Provenance : Bibliothèque et Archives Canada/MIKAN 3192000
LYNCH, JOHN JOSEPH, prêtre, lazariste et archevêque, né le 6 février 1816, probablement dans le comté de Fermanagh (district de Fermanagh, Irlande du Nord), fils de James Lynch et d’Ann Connolly, décédé le 12 mai 1888 à Toronto.
Suivant la croyance commune, John Joseph Lynch aurait vu le jour à Clones (République d’Irlande), mais il naquit probablement dans le comté de Fermanagh, situé tout près. Il fit ses premières études à Lucan, dans le comté de Dublin, puis fréquenta l’Academy of St Joseph à Clondalkin et, en 1835, le St Vincent’s College des lazaristes à Castleknock. Il entra en 1837 au séminaire Saint-Lazare à Paris et, quatre ans plus tard, il prononça ses vœux dans la Compagnie des prêtres de la Mission (dont les membres étaient également appelés lazaristes ou pères de Saint-Vincent). Étant entré dans une société missionnaire, Lynch s’attendait à être affecté outre-mer ; il ne manqua pas d’être déçu lorsqu’on l’envoya travailler dans son pays natal. Il retourna donc en Irlande où il fut ordonné prêtre à Maynooth, dans le comté de Kildare, en juin 1843. Sa déception première s’effaça lorsque, en 1846, après avoir travaillé trois ans au St Vincent’s College et, en tant que missionnaire, dans diverses régions de l’Irlande, il fut envoyé au Texas.
Lynch œuvra comme prédicateur itinérant dans cet état pendant la guerre américano-mexicaine (1846–1848). Malheureusement, au cours d’une tournée dans les états du Sud, il contracta la fièvre typhoïde et ne se remit pas complètement ; il fut donc envoyé dans l’un des établissements lazaristes, St Mary’s of the Barrens, situé à Perryville dans le Missouri. Après une courte convalescence, on le nomma supérieur de ce séminaire en 1848, poste qu’il occupa jusqu’en 1856. Il assuma par la suite une tâche qui lui tenait à cœur, la fondation d’un séminaire pour sa congrégation à Niagara Falls, New York. Lorsqu’on eut fait l’acquisition des terres et des fonds nécessaires au projet, il fonda le séminaire Our Lady of Angels (qui devint plus tard la Niagara University).

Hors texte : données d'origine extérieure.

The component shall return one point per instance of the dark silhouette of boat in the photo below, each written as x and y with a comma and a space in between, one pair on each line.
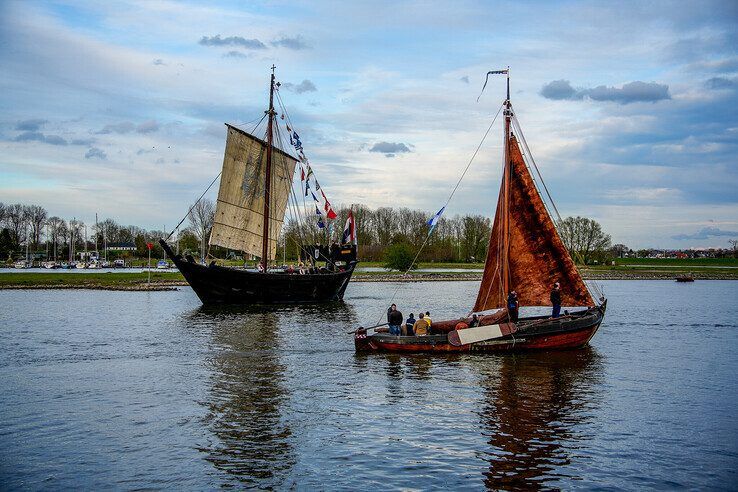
525, 255
255, 191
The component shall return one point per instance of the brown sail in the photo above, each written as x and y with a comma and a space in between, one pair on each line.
531, 256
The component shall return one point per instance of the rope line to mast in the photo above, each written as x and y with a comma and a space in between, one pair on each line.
458, 183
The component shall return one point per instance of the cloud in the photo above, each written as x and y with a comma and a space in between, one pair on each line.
149, 126
40, 137
304, 86
95, 153
30, 125
235, 54
717, 83
296, 43
124, 127
558, 90
631, 92
705, 233
83, 141
389, 149
249, 44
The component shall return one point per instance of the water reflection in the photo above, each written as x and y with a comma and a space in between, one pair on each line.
534, 405
250, 435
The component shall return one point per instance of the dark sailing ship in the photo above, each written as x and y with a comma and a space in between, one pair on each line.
525, 254
254, 194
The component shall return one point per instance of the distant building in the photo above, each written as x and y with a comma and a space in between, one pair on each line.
122, 247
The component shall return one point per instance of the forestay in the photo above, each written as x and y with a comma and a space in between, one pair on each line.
239, 217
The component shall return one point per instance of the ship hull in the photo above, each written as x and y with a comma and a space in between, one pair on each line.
215, 284
537, 333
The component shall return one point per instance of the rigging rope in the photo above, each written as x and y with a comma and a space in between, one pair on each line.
458, 183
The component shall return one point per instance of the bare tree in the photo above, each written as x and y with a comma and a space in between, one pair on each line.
36, 218
583, 237
16, 219
201, 218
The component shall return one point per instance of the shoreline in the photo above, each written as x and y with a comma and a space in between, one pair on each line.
17, 282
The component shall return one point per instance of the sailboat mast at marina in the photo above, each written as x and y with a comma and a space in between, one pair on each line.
525, 259
256, 186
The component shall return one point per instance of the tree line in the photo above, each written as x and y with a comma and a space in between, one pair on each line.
459, 238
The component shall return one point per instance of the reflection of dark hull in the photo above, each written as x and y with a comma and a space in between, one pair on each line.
222, 285
537, 333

Au milieu des années 1850, le deuxième évêque de Toronto, Armand-François-Marie de Charbonnel*, promoteur énergique de l’expansion de l’Église catholique, voulut se libérer de sa charge épiscopale. On proposa Lynch comme successeur possible, et celui-ci fut invité à venir à Toronto en 1858 pour prêcher une mission durant l’été et, selon toute apparence, pour qu’on puisse le connaître de plus près. Ce qui plut à Charbonnel chez Lynch, en plus de ses talents d’administrateur et de prédicateur, ce fut son origine irlandaise, élément non négligeable, si l’on considère la composition ethnique de la population catholique de Toronto à cette époque. Lynch fut sacré évêque coadjuteur le 20 novembre 1859, avec droit de succession. Charbonnel obtint l’année suivante d’être déchargé de ses responsabilités afin de mener une vie monacale en France ; le 26 avril 1860, Lynch devint le troisième évêque de Toronto.

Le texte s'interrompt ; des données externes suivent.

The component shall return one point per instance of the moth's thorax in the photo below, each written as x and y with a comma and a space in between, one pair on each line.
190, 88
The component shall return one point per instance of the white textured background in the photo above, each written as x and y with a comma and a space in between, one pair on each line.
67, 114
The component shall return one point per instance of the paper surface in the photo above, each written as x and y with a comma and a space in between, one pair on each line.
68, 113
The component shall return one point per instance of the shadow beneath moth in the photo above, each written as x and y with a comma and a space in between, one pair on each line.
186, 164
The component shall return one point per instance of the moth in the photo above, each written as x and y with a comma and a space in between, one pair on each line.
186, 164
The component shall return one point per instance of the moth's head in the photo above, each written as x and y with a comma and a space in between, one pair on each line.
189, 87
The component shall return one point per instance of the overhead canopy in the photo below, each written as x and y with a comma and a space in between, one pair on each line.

La situation dont héritait Lynch était encourageante. Sur les 45 000 personnes habitant Toronto, 12 000, pour la plupart Irlandais de naissance, étaient catholiques, nombre à peine inférieur à celui des fidèles de l’Église d’Angleterre. Fait encore plus positif, la population catholique augmentait à un rythme supérieur à celui de la population en général. Grâce en partie aux efforts de son prédécesseur, les écoles catholiques « séparées » (financées par des subventions gouvernementales et les taxes payées par les fidèles) étaient bien établies juridiquement, notamment par une loi qui avait été votée par le gouvernement de sir Allan Napier MacNab* et d’Étienne-Paschal Taché* en 1855, connue sous le nom de loi Taché. Charbonnel avait en outre veillé à la fondation du St Michael’s College sous la direction du basilien Jean-Mathieu Soulerin* et avait fait venir les Frères des écoles chrétiennes et les Sœurs de Saint-Joseph pour enseigner dans les écoles séparées.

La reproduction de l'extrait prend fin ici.